The text of text and images from the network, only to learn, exchange, not for any commercial purposes, belongs to original author, if any questions, please contact us for treatment.
Author: Luozhao Cheng
PS: If necessary Python learning materials can be added to a small partner click the link below to obtain their own
http://note.youdao.com/noteshare?id=3054cce4add8a909e784ad934f956cef
Interface data acquisition cat's eye
As a long-term stay home programmers, for a variety of packet capture simply come in handy. View the original code in Chrome mode, you can clearly see the interface, the interface is the address:
http://m.maoyan.com/mmdb/comments/movie/1208282.json?_v_=yes&offset=15
In Python, we can easily request to use the network to transmit request, in turn returns the result to get:
1 def getMoveinfo(url): 2 session = requests.Session() 3 headers = { 4 "User-Agent": "Mozilla/5.0 (iPhone; CPU iPhone OS 11_0 like Mac OS X)" 5 } 6 response = session.get(url, headers=headers) 7 if response.status_code == 200: 8 return response.text 9 return None
According to the above request, we could get to this interface returns data, the data content has a lot of information, but there is a lot of information that we do not need, let's take a look at the overall data returned:
1 { 2 "cmts":[ 3 { 4 "approve":0, 5 "approved":false, 6 "assistAwardInfo":{ 7 "avatar":"", 8 "celebrityId":0, 9 "celebrityName":"", 10 "rank":0, 11 "title":"" 12 }, 13 " authInfo " : "" , 14 " cityName " : " Guiyang " , 15 " Content " : " must be very, must borrow money to see a movie. " , 16 " filmView " : false, . 17 " ID " : 1045570589 , 18 is " isMajor " : to false, . 19 " juryLevel " : 0, 20 "majorType":0, 21 "movieId":1208282, 22 "nick":"nick", 23 "nickName":"nickName", 24 "oppose":0, 25 "pro":false, 26 "reply":0, 27 "score":5, 28 "spoiler":0, 29 "startTime":"2018-11-22 23:52:58", 30 "supportComment":true, 31 "supportLike":true, 32 "sureViewed":1, 33 "tagList":{ 34 "fixed":[ 35 { 36 "id":1, 37 "name":"好评" 38 }, 39 { 40 "id":4, 41 "name":"购票" 42 } 43 ] 44 }, 45 "time":"2018-11-22 23:52", 46 "userId":1871534544, 47 "userLevel":2, 48 "videoDuration":0, 49 "vipInfo":"", 50 "vipType":0 51 } 52 ] 53 } 54
So much data, we are interested in only the following several fields:
nickName
, cityName
, content
, startTime
, score
Next, we compare the importance of data processing, parsing out the JSON data from the field need to get in:
1 def parseInfo(data): 2 data = json.loads(html)['cmts'] 3 for item in data: 4 yield{ 5 'date':item['startTime'], 6 'nickname':item['nickName'], 7 'city':item['cityName'], 8 'rate':item['score'], 9 'conment':item['content'] 10 }
After getting the data, we can begin to analyze the data. However, in order to avoid the cat frequently requested data, the data needs to be stored, where the author using the SQLite3, into the database, the subsequent processing easier. Code stored data is as follows:
1 def saveCommentInfo(moveId, nikename, comment, rate, city, start_time) 2 conn = sqlite3.connect('unknow_name.db') 3 conn.text_factory=str 4 cursor = conn.cursor() 5 ins="insert into comments values (?,?,?,?,?,?)" 6 v = (moveId, nikename, comment, rate, city, start_time) 7 cursor.execute(ins,v) 8 cursor.close() 9 conn.commit() 10 conn.close()
data processing
Because earlier we use the database for data storage, so you can use SQL to directly query the results you want, such as the top five cities have comments which:
SELECT city, count(*) rate_count FROM comments GROUP BY city ORDER BY rate_count DESC LIMIT 5
The results are as follows:
From the above data, we can see that the greatest number of comments from Beijing.
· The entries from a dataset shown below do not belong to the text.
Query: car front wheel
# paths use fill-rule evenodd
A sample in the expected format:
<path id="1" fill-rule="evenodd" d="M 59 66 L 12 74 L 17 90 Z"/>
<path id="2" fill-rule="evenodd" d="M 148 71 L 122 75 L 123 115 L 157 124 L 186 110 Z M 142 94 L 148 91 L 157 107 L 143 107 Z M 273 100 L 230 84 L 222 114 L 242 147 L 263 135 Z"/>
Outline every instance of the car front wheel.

Not only that, you can also use more SQL statements to query the desired results. For example, the number of each score, the proportion of share. If I interested, you can try to check what data is so simple.
In order to better display data, we use Pyecharts this library for data visual display.
According to data from the cat's eye to get, according to geographic location, directly Pyecharts to display data on a Chinese map:
1 data = pd.read_csv(f,sep='{',header=None,encoding='utf-8',names=['date','nickname','city','rate','comment']) 2 city = data.groupby(['city']) 3 city_com = city['rate'].agg(['mean','count']) 4 city_com.reset_index(inplace=True) 5 data_map = [(city_com['city'][i],city_com['count'][i]) for i in range(0,city_com.shape[0])] 6 geo = Geo("GEO 地理位置分析",title_pos = "center",width = 1200,height = 800) 7 while True: 8 try: 9 attr,val = geo.cast(data_map) 10 geo.add("",attr,val,visual_range=[0,300],visual_text_color="#fff", 11 symbol_size=10, is_visualmap=True,maptype='china') 12 13 except ValueError as e: 14 e = e.message.split("No coordinate is specified for ")[1] 15 data_map = filter(lambda item: item[0] != e, data_map) 16 else : 17 break 18 geo.render('geo_city_location.html')
Note: Use Pyecharts provide data map, some cat's eye in the city can not find the data from the corresponding standard, so in your code, GEO added wrong city, we will delete filter out a lot of data.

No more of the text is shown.